- Stand-ins take to the stage
Theresa May's absence meant David Lidington, the Cabinet Office minister, led PMQs while Labour's Emily Thornberry took Jeremy Corbyn's slot.
Both were in a combative mood, with some viewers suggesting the stand-ins were more effective than the usual participants.
- Robin provides flurry of excitement
The appearance of a robin provided an early flurry of excitement.
The bird soon disappeared however, with the noisy exchanges perhaps too much.
- Thornberry pokes fun at Tory turmoil
Ms Thornberry relished the opportunity to poke fun at the current Tory infighting.
She reminded Mr Lidington that at his last PMQs appearance the Tories were 17 points ahead.
"What a difference a year makes!" she joked.
Referring to rumours that Tory MPs want rid of Theresa May, she said: "If the party opposite is so proud of having a female leader, why are so many of them trying to get rid of her and why has she had to run away to China to get rid of them?"
Mr Lidington responded by congratulating Ms Thornberry for remaining in her post when "97 of her colleagues have resigned or were sacked."

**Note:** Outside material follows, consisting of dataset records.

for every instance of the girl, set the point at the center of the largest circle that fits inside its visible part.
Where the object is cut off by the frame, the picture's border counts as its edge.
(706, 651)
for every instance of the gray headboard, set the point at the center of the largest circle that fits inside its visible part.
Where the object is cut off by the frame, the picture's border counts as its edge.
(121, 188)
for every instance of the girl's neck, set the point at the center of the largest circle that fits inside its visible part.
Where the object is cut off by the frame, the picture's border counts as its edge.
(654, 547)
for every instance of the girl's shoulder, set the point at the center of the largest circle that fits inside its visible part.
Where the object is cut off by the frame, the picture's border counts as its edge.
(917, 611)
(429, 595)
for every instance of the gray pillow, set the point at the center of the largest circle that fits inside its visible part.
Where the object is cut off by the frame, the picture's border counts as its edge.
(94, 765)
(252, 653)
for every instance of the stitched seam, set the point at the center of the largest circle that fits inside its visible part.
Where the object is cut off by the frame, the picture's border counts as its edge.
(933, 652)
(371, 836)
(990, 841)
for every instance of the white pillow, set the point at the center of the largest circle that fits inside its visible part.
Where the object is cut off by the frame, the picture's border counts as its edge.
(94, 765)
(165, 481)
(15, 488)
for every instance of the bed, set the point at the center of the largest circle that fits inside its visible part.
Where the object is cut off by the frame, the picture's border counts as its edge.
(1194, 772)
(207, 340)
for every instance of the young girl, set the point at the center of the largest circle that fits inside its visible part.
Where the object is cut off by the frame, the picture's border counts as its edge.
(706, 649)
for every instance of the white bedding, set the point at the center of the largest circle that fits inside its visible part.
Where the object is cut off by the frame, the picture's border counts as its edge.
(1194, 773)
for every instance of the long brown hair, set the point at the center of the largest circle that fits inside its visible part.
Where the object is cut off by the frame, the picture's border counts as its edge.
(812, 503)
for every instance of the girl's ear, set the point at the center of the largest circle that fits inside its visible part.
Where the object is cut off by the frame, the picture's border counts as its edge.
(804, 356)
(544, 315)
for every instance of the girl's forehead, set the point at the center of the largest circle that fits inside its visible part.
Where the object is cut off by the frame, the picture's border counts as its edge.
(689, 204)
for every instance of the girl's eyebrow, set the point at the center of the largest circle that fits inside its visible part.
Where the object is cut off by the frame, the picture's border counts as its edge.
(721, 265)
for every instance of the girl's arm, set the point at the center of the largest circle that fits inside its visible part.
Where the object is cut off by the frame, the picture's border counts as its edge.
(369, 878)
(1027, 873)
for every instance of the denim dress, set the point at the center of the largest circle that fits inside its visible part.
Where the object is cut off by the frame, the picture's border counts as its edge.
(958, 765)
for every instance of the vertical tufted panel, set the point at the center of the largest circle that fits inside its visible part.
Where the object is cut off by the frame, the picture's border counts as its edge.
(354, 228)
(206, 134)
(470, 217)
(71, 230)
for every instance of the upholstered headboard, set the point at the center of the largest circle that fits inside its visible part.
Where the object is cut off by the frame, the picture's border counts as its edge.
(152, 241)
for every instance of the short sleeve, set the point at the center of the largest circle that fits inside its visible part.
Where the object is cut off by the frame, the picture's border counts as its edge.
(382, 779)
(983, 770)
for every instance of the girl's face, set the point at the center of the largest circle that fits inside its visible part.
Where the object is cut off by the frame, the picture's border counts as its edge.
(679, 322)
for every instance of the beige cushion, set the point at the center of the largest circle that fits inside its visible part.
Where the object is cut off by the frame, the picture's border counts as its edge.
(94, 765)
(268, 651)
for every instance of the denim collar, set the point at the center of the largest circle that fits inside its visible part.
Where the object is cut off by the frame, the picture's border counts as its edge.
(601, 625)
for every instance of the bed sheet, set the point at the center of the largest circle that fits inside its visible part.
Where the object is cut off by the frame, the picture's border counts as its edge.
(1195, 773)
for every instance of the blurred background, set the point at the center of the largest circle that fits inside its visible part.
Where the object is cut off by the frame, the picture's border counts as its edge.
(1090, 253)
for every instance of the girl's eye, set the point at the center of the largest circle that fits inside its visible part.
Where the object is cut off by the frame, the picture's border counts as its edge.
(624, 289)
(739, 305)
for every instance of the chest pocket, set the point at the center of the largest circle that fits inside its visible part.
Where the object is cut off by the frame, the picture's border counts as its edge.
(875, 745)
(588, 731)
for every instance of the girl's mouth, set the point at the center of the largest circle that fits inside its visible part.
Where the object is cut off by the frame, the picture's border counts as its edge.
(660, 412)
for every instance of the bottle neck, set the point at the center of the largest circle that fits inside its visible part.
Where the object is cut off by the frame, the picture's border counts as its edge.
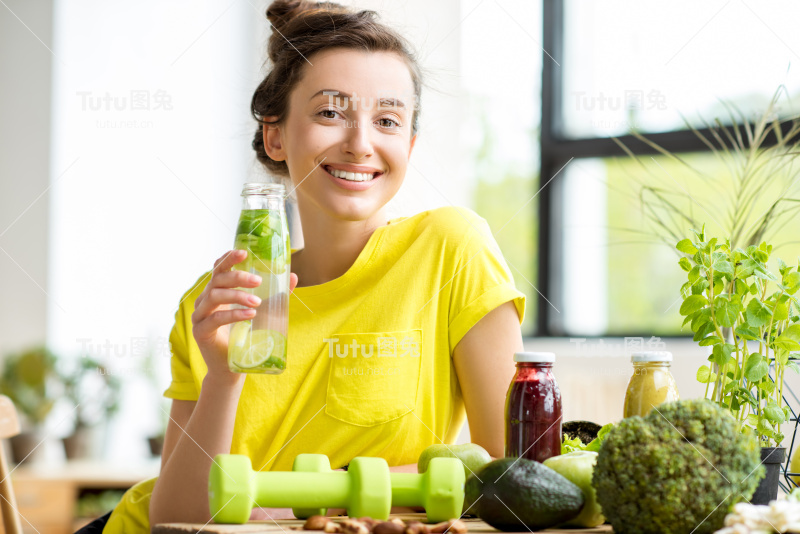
(534, 365)
(651, 365)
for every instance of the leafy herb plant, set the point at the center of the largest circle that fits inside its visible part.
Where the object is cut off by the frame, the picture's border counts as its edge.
(749, 317)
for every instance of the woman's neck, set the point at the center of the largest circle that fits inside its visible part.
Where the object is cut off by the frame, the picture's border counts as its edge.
(331, 246)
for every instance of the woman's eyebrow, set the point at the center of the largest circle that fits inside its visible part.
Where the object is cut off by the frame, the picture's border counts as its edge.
(383, 102)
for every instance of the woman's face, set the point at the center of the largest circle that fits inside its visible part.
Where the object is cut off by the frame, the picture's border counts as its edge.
(351, 111)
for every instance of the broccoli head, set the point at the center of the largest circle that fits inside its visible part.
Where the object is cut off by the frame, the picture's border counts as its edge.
(677, 470)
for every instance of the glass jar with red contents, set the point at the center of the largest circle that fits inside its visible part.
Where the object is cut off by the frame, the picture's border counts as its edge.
(533, 408)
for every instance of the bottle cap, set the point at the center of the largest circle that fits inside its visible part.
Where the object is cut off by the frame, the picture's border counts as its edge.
(651, 356)
(535, 357)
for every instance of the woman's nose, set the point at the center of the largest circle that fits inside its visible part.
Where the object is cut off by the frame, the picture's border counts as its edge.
(358, 142)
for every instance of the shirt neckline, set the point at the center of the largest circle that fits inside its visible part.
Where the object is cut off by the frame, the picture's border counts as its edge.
(364, 258)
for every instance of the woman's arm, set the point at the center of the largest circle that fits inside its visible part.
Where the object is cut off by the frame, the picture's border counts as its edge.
(485, 366)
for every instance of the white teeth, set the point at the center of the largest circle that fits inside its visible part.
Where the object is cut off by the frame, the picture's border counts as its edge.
(351, 176)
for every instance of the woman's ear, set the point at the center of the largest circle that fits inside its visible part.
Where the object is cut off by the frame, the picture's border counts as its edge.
(273, 142)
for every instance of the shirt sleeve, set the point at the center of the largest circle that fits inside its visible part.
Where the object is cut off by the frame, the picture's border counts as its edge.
(481, 282)
(182, 345)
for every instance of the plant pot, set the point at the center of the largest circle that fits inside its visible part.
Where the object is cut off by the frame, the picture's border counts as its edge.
(28, 447)
(767, 490)
(156, 445)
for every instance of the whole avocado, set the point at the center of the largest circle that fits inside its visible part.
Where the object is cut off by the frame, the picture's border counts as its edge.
(517, 494)
(677, 470)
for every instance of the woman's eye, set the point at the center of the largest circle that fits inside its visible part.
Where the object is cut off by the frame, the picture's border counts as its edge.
(324, 111)
(393, 123)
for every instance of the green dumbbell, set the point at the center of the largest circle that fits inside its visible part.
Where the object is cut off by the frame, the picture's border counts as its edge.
(440, 490)
(366, 489)
(234, 488)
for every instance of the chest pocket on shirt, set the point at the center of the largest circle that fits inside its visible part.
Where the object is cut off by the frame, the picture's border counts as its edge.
(374, 376)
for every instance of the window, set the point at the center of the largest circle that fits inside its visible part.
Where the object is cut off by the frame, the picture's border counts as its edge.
(616, 66)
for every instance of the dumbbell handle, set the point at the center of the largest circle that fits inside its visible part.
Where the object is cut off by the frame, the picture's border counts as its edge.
(407, 489)
(287, 489)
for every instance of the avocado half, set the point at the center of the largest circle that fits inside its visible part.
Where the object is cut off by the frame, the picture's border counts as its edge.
(517, 493)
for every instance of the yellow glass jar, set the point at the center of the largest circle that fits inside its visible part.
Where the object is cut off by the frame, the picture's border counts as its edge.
(651, 383)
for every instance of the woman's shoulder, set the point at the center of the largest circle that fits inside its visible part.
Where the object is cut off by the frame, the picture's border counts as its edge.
(453, 221)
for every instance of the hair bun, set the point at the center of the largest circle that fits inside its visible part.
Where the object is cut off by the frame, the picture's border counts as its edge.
(281, 12)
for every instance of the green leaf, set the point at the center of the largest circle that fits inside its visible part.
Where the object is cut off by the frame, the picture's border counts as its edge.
(721, 355)
(782, 267)
(789, 338)
(780, 311)
(685, 246)
(747, 333)
(756, 367)
(694, 274)
(773, 413)
(724, 267)
(700, 318)
(724, 311)
(792, 282)
(704, 375)
(700, 286)
(703, 331)
(764, 429)
(692, 304)
(711, 340)
(758, 314)
(741, 288)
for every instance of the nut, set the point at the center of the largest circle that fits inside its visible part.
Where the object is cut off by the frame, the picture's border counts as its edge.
(388, 527)
(455, 526)
(316, 522)
(351, 526)
(331, 527)
(415, 527)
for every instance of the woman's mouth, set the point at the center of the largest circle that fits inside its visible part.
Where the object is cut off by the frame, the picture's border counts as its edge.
(352, 176)
(351, 181)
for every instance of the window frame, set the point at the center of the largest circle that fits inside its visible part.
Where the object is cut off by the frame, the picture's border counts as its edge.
(556, 151)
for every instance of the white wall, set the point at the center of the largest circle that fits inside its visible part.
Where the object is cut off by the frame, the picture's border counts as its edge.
(25, 78)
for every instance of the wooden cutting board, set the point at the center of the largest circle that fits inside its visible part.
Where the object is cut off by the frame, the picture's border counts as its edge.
(293, 525)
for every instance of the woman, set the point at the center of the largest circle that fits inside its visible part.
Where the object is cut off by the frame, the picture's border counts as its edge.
(430, 293)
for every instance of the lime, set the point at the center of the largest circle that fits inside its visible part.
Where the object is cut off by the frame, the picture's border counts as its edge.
(250, 349)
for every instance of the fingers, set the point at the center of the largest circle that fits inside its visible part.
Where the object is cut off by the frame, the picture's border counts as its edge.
(207, 326)
(218, 296)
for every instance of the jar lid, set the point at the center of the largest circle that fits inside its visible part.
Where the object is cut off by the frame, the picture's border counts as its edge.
(534, 357)
(651, 356)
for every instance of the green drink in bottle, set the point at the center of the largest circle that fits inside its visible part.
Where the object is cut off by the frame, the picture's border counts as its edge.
(258, 345)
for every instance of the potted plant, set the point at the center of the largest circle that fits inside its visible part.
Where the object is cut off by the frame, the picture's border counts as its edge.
(29, 379)
(94, 393)
(749, 317)
(734, 304)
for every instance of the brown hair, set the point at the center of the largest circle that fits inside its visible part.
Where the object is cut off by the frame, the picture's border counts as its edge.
(301, 29)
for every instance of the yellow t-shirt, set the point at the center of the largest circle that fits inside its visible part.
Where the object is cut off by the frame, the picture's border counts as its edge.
(369, 366)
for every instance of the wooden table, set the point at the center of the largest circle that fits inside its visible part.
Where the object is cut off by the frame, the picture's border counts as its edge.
(287, 525)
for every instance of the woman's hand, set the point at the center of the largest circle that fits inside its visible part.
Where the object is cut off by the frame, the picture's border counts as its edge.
(212, 310)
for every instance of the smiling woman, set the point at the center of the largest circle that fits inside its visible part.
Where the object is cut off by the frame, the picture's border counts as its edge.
(398, 328)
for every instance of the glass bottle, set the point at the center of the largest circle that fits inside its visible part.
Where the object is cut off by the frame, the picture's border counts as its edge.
(533, 408)
(259, 345)
(651, 384)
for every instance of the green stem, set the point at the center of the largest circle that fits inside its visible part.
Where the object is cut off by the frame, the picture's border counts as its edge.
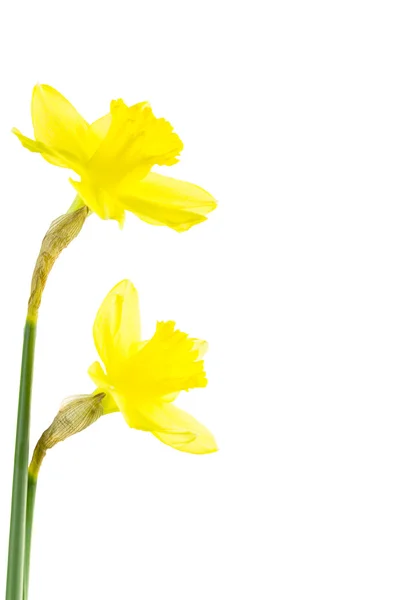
(21, 461)
(30, 507)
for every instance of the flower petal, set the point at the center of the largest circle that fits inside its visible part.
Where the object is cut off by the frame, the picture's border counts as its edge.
(134, 141)
(166, 364)
(104, 204)
(178, 429)
(163, 200)
(53, 156)
(58, 124)
(116, 329)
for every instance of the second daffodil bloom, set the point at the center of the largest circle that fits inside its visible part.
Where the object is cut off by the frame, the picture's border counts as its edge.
(143, 378)
(113, 158)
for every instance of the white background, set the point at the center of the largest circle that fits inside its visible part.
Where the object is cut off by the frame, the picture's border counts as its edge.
(290, 114)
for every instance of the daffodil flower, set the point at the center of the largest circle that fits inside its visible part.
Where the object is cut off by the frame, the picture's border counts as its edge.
(143, 378)
(113, 158)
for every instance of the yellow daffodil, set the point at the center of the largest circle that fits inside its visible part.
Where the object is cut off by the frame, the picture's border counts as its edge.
(142, 378)
(113, 158)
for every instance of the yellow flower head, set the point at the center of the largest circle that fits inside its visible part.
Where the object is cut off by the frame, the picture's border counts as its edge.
(142, 379)
(113, 157)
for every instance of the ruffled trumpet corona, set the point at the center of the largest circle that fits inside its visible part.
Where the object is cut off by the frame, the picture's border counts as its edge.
(141, 379)
(113, 158)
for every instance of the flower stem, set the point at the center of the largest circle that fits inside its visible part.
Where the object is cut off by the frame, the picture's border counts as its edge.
(30, 507)
(21, 459)
(60, 234)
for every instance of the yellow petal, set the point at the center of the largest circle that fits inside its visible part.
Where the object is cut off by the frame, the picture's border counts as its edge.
(134, 141)
(178, 429)
(163, 200)
(165, 365)
(100, 201)
(58, 125)
(116, 329)
(100, 127)
(52, 155)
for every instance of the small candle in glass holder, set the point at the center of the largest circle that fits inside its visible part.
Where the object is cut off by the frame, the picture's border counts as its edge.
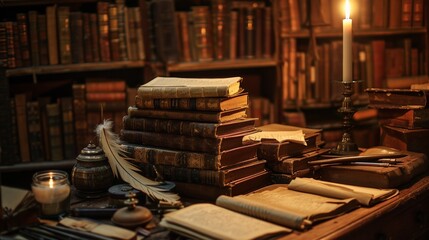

- Should the voting age be lowered?
Emily Thornberry focused her questions on pushing the case for 16 year olds to be allowed to vote.
Labour would reap the electoral benefits if the voting age was reduced, as some pundits, including our correspondent Paul Brand, pointed out.
- 'I'm the only Emily elected since 1918'
As the 100th anniversary of the women's suffrage approaches, Mrs Thornberry reminded the chamber that she was the only Emily elected since 1918, while Mr Lidington was one of 155 Davids.
She pressed the government to do more to increase women's representation.
Mr Lidington said Mrs Thornberry raised a serious issue but pointed out that the Tories have had two female leaders while Labour has had none.